Soll mit diesen Worten von Syra tatsächlich ich gemeint sein, ein ganz normaler, einfacher, naiver Mensch, der einfach nur tut, was ihm gefällt, Gott, das Leben und die Menschen liebt. Ich kann nur sagen: „Oh Herr, ich bin nicht würdig“ !!! Zu groß ist meine Ehrfurcht vor Gott, vor dem Leben und vor den Menschen, dass ich auch noch mit der heiligen Theresia von Lisieux verglichen werde. Nein das kann gar nicht ich sein.

Ich bin erst 45 Jahre und durfte schon so vieles sehen, erleben und vor allem in den Herzen der Menschen bewegen. Das macht mir Angst, das bin nicht ich.

Hey Leute, ich kann doch nichts wirklich gut, bin fast überall nur Mittelmaß, habe viele Schwächen, Fehler und begehe sicher jeden Tag einige Sünden. Ohne meine Frau, hätte ich schon lange keinen Bauernhof mehr. Ich führe ein ganz normales biederes Leben.
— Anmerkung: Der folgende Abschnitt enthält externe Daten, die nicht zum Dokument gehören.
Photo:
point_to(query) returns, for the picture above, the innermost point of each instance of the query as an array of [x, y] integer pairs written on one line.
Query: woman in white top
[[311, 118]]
  • bin seit 20 Jahren mit meiner Frau, einem Engel auf  Erden zusammen
  • habe heuer als Beamter mein 25 jähriges Dienstjubiläum gefeiert
  • bin über 25 Jahre bei der Feuerwehr
  • und lebe ein ganz normales Leben wie jeder andere auch

Wie komme ich also zu der großen Ehre, dass ich so viele Menschen in ihrem Herzen und ihrer Seele berühren darf??? Es schmeichelt mir zwar und ich freue mich immer, wenn ich gelobt werde, ja es war einmal mein Ziel, am Ende meines Lebens als Mensch voller Liebe und Lebensfreude in Erinnerung zu behalten werden. Am Ende meines Lebens wollte ich auch ein Buch schreiben. Jetzt hat dieses Buch unglaublich viele Herzen berühren dürfen.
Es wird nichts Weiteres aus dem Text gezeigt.